Schools can now pay $50 per user, per year for Dropbox Education, a version of the cloud storage company’s premium offering for organizations that’s tailored to the cost-sensitive education market. 

Dropbox is trying to sell more paid services, but its offerings have been aimed primarily at businesses. Dropbox Education will cost much less than the company's business plans, which typically run from $150 to $300 per user, per month.

It’s a move that could give the company a bigger foothold in the lucrative education market at a time when Dropbox is working hard to expand its business beyond a large base of free consumer users. 

The service is designed to allow faculty, staff and grad students to work together using cloud storage and let IT administrators control security. It also integrates with popular education software, including Blackboard, InCommon and Turnitin.

Dropbox Education gives schools 15GB of storage per paid user. It's all in one pool, and individual users can consume as much or as little as they want. That means a school with 100 Dropbox Education users would have a total storage pool of 1.5TB for all those users to share. 

Jason Katcher, Dropbox’s director of education, said this is just the first iteration of the service and it’s aimed at a fairly small niche: faculty, staff and graduate students at colleges and universities. It’s supposed to give CIOs control over users who are already sharing potentially sensitive data through Dropbox and isn’t really intended for undergrads who might just need to turn in a paper or two. 

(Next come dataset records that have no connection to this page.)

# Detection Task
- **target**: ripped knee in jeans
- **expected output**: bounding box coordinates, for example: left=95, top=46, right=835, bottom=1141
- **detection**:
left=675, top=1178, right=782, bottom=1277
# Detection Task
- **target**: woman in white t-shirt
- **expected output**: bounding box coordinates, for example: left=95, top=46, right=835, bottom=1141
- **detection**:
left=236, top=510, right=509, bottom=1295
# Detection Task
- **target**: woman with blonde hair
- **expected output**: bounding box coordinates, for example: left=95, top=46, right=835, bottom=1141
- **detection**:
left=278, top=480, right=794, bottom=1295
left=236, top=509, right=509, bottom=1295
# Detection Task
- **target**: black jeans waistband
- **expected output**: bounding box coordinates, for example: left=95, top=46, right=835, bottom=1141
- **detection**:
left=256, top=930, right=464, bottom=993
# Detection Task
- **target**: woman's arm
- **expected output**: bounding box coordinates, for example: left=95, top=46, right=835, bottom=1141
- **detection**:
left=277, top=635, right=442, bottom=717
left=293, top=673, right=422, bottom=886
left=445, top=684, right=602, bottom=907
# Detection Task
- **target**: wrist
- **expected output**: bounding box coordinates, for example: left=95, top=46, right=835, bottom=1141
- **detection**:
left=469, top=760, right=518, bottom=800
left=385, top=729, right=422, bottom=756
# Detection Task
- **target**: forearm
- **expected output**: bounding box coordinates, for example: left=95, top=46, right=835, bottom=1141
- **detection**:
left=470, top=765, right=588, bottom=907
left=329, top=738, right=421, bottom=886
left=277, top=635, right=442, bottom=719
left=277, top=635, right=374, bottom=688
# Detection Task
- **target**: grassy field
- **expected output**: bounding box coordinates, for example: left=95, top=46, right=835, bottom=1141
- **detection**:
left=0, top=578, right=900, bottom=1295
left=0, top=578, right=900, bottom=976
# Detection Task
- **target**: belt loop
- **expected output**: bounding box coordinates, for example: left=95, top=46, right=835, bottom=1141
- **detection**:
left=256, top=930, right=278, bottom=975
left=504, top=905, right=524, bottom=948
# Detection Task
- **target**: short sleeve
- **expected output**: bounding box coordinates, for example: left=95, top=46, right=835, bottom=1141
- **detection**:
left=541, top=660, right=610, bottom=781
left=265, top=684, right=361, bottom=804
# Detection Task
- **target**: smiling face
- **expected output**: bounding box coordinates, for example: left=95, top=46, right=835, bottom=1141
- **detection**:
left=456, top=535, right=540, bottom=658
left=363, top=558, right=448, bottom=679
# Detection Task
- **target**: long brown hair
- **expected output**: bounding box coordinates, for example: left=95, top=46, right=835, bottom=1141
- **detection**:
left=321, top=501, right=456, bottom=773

Dropbox is in a strong position to sell to schools, since many consumers already use it, ESG Senior Analyst Terri McClure said in an interview. Dropbox Education’s application integrations may make it even more appealing to academic users, she said.

However, the company is competing for schools' dollars with a bunch of other cloud storage companies, including those that already have a foothold inside educational institutions. Most schools already pay for a productivity suite like Microsoft Office 365 or Google Apps for Education that provides large amounts of cloud storage, Katcher said. 

That’s good news for Dropbox in the sense that the company doesn’t have to offer unlimited cloud storage since its selling points are really user familiarity, features and ease of use. The downside is that schools are already paying for one storage product and may not see a need to pay for another.